Since January 2019, India has test-fired a number of missiles including ballistic and cruise missiles. Recently, India conducted a successful test of the Prithvi-II tactical surface to surface short-range ballistic missile. In cruise missiles, it has also successfully tested the Nirbhay and Brah-Mos missiles earlier this year. The Nirbhay test and the successful air-launched version of the Brah Mos reflect the operationalization of New Delhi’s nuclear triad as well as its ambitions of strengthening its BMD capabilities. India also conducted a successful flight test of the indigenously developed Hypersonic Technology Demonstrated Vehicle (HSTDV) on 12 June. This comprises of its long-standing work on developing hypersonic cruise missile technologies.
It is worth noting that India is ambitiously enhancing its missile force as evident in the fact that India tested seven missiles including ballistic and cruise missiles in 2018. During 2019, in just six months, India tested five missiles, including its first ASAT (Anti-Satellite Test). With this progressive attitude, India is enhancing its missile program with the agenda of gaining operational superiority over potential opponent states. Additionally, these missiles also provide a great strike advantage to the Indian armed forces. These enhanced missile development programs are thus a clear indicator of India’s destabilizing behaviour towards the existing nuclear equilibrium of the region. It is quite unfortunate that the international community continues to turn a blind eye to these developments at their own peril.
Based on these developments, it is also clear that instead of simply gaining regional hegemony, India is aiming to increase its sphere of influence at the international level as well. In this regard, after securing power in the 2019 general elections, PM Modi is seriously taking steps to change India’s foreign policy from being more of a balancing state towards making India a power which productively shapes global rules. Therefore, based on these developments it is obvious that India is enhancing its missile program with two objectives: the first is to counter regional rivals such as China and Pakistan; the second is to emerge as a dominating state at the regional as well as global level. To achieve these objectives, India is not only indigenously developing sophisticated technologies but has also signed major defence deals with the US, Russia and Israel.

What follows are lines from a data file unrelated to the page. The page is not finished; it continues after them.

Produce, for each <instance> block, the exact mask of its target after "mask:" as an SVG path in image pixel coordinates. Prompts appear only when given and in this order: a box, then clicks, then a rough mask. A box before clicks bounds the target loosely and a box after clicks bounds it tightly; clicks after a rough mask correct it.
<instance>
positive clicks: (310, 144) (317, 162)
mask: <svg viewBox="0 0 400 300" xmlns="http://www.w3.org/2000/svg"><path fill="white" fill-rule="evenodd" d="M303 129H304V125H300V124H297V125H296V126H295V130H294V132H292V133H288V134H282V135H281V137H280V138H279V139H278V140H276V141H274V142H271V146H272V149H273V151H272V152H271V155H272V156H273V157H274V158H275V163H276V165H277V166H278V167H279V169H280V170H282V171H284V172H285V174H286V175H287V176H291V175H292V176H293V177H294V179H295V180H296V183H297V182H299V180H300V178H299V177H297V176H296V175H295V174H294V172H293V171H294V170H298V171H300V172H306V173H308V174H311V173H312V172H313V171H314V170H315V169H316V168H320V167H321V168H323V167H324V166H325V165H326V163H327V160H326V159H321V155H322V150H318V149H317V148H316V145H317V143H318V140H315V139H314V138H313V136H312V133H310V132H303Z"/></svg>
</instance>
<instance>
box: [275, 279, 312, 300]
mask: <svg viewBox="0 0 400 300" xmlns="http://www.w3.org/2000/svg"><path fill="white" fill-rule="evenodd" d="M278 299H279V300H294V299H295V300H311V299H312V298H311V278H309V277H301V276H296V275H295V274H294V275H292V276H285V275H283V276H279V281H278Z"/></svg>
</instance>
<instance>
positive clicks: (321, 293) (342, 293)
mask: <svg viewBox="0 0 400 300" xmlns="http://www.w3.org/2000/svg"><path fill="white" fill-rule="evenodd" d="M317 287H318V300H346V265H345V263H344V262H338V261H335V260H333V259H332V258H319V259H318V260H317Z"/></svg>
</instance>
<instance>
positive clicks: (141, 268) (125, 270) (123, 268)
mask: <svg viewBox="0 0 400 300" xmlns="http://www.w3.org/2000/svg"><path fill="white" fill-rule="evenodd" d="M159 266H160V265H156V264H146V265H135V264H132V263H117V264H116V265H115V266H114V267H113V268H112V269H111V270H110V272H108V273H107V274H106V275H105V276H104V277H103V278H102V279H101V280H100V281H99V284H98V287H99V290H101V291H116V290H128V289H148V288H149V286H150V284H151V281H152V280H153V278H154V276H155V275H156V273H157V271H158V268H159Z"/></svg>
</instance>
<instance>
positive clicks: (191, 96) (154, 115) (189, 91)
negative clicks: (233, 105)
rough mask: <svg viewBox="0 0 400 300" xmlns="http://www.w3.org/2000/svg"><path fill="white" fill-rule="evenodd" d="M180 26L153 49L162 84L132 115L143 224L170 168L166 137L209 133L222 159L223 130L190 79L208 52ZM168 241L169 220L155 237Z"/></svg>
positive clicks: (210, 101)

Moreover, India is already taking advantage of its strategic bilateral partnerships with the US, Russia and France to expand its regional influence. These strategic partnerships would be well served for India’s quest for strategic dominance in sophisticated technology. Moreover, these partnerships are also significant as India needs such partners that are willing to allow it to expand its strategic capabilities and strengthen it as a great power in and beyond South Asia.
Furthermore, it is also quite unfortunate that the great powers are maintaining their lucrative strategic partnerships with India to achieve their own objectives in South and East Asia, all at the cost of overlooking India’s missile proliferation record. India’s enhanced missile program has continued to weaken existing non-proliferation norms. However, the majority of western countries, especially the US, have turned a blind eye to these developments. Instead, they continue to argue that New Delhi has maintained a spotless non-proliferation record and that its entrance into the existing non-proliferation regimes could only enhance non-proliferation efforts at the international level. The US and Russia are not considering India’s enhanced missile development program as a threat to non-proliferation rules. They are only focusing on drawing India as a mere tool for their own strategic objectives within this region.
In all, India is acquiring sophisticated missile technologies to become a regional hegemonic, as well a prominent global power. India’s regional cum global dominance ambition is marked by its massively developed missile capabilities. Furthermore, India’s quest to dominate the region by developing a nuclear-armed ballistic and cruise missile is also influencing the strategic calculus of other states in the region. Through their enhanced missile development program, New Delhi is dragging South Asia into an impending missile arms race between India and Pakistan, while the US and its allies watch in silent approval. As a result, the future of strategic stability in South Asia under such developments remains under considerable threat, both from within and outside the region.